火事だけが原因ではない、高温多湿の環境に顔を顰めながら必死に消火活動を開始する。
【――風よ】
二度目の風の奇跡を発動させたシルヴィは、そのまま熱せられた空気を上空へと巻き上げ、そしてそれらを起点として新たな祝祷術を発動させる。
【――雨】
雨乞いの祝祷術を発動させながら、シルヴィはなるほど確かにいつもより楽に行え、しかも水量が多いと感心した表情を浮かべる。

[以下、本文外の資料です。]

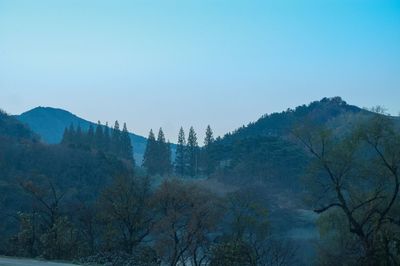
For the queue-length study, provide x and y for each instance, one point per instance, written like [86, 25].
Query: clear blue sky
[219, 62]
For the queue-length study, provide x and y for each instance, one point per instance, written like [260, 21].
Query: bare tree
[358, 173]
[124, 208]
[187, 214]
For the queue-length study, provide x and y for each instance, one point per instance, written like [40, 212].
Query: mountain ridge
[50, 122]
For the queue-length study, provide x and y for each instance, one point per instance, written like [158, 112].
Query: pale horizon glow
[179, 63]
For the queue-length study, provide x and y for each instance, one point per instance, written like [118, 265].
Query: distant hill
[49, 123]
[280, 124]
[265, 150]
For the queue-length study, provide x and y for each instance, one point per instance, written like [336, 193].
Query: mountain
[266, 151]
[49, 123]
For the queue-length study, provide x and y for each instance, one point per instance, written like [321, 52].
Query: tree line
[102, 138]
[190, 159]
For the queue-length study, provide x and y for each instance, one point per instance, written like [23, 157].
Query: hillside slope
[49, 123]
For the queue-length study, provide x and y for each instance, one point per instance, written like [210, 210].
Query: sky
[171, 63]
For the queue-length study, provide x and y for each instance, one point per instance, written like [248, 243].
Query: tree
[126, 145]
[247, 239]
[116, 139]
[207, 152]
[124, 207]
[187, 218]
[90, 137]
[107, 138]
[357, 174]
[180, 160]
[150, 154]
[163, 154]
[192, 153]
[99, 137]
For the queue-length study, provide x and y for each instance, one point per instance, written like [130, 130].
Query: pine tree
[192, 153]
[116, 139]
[168, 158]
[162, 154]
[207, 152]
[126, 145]
[150, 154]
[78, 138]
[106, 139]
[69, 135]
[90, 137]
[66, 137]
[99, 137]
[180, 160]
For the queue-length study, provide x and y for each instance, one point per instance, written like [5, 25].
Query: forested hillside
[309, 186]
[50, 123]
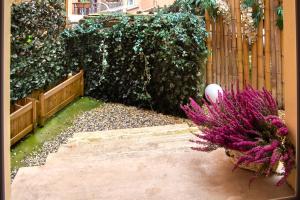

後は範囲を火事が起こり、エルフ達が集まっている場所に限定すれば良い。
「ぬおっ?!」
「今度はなんだ!?」
一歩先すらも見えなくなる突然のスコールにエルフ達の混乱が広がっていく。
大量の水を含んだ服は重くなり、それだけで彼らの身体の動きを妨げる。
【――凍えよ】
そこに追撃の祝祷術である。シルヴィには圧縮ならまだしも空気を膨張させる、引き伸ばすといった事が上手く理解できなかった。しかし冷やせば良いというのは分かったので独自の判断で過程をシンプルなものへと変えた。
そして後に残ったのは身体中に霜が降りて震えるエルフ達と、凍り付いてピクリとも動かなくなった首無し鴉と目玉の残骸のみ。
「――クハッ! ハハッ、ハーッハッハッハッ!!」
堪え切れぬといった様子で黒髪の青年は高笑いを上げ、ジェシカは本当に優希の言う通りになったこと、そしてそれらを成し遂げるシルヴィの規格外さに言葉を失う。
魔王軍の尖兵を殲滅し、同時にエルフ達の追っ手を無力化したのだから当然というものだった。
「良いなお前達! 我の部下になれ!」
今日で一番機嫌を良くした青年はそう言うや否や後ろの二人を振り返り――
「……すいません、ユウキ殿は気絶しておられます」
「……締まらん奴だ」
まるで魂が抜けたかのように真っ白に燃え尽きた優希を見て、シルヴィは誰にも気付かれないように小さく笑った。
火事を起こすぜ!→消化する為に集まって来たな?消せなくなっても困るし、ついでにずぶ濡れにしてやるぜ!→ずぶ濡れになったな?じゃあ凍えろ!